Iran denounces US airstrikes amid peace talks

Iran on Tuesday denounced US strikes a day earlier as a sign of “bad faith and unreliability” as negotiations continue toward a possible deal to end the war.
The US military has characterised on Monday’s strikes in southern Iran as defensive, saying targets included missile launch sites and boats placing mines, and said the US acted with “restraint” in light of the weekslong ceasefire. Iran’s foreign ministry called the strikes a ceasefire violation and warned that Washington would bear responsibility for “all consequences”, without details.
The Islamic Republic of Iran will leave no act of aggression unanswered,” it added in a statement.
Iran’s Revolutionary Guard on Tuesday said it had shot down and deterred drones and a fighter jet that entered its airspace, according to Iran’s official Mizan news agency, which did not specify when the incident occurred.
It wasn’t immediately clear what the developments would mean for negotiations. The strikes came after Iranian parliament speaker Mohammad Bagher Ghalibaf went to Qatar as part of the talks, which US President Donald Trump said Monday were “proceeding nicely”.
The strikes were the latest flare-up in the fragile ceasefire that began on April 7 and has largely held. Negotiations centre in part on the Strait of Hormuz, the crucial waterway off southern Iran through which a fifth of the world’s crude oil and natural gas passed before the war began with US-Israeli strikes in February. Tehran retaliated by effectively closing the strait, stranding hundreds of ships and shocking the global economy.
The strait has become a powerful lever for Tehran in talks, joining the long-running issue of Iran’s nuclear programme and highly enriched uranium. Iran in turn, wants the US to lift its military blockade of Iranian ports that began on April 17.
The strait also is cause for growing concern as supplies of fertilizer are also badly affected for vulnerable global farmers. “What we are witnessing today is not only a geopolitical crisis, it is a systemic shock to the global agrifood system,” the director-general of the UN’s Food and Agriculture Organization, Qu Dongyu, said Tuesday.

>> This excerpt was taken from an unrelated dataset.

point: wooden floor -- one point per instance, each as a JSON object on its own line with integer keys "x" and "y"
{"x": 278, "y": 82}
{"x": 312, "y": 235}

Not in favour of Pakistan joining Abraham Accords: Defence Minister
Islamabad: Pakistan’s Defence Minister Khawaja Asif has said that he was not in favour of Islamabad joining the Abraham Accords to normalise relations with Israel. His comments came after US President Donald Trump asked countries involved in the peace talks with Iran to sign on to the Abraham Accords, which deal with establishing diplomatic and security ties between Israel and Arab nations. “Personally, I don’t think we should join any such accord which clashes with our fundamental ideologies,” Asif said during an interview on a talk show with Samaa TV on Monday night. Among the negotiators, the UAE and Bahrain are already members of the Accords, and Trump expects Saudi Arabia, Qatar, Pakistan, Turkiye, Egypt and Jordan to sign up. Pakistan’s defence minister also talked about his country’s long-standing position to not accept Israel until the Palestinian state on the pre-1967 borders with East Jerusalem as its capital is established. “We have a very clear stance that it is not acceptable to us,” he said. The minister also highlighted the question of credibility. “How will you sit with those people whose word cannot be trusted for even a single day?” he asked. He also mentioned Pakistan’s passport, which says it is not valid for travel to Israel.
Asif is among the politicians who vehemently oppose any idea of normalisation of ties with the Jewish state. Last month, he called Israel a “curse for humanity”, while accusing it of carrying out genocide in the region.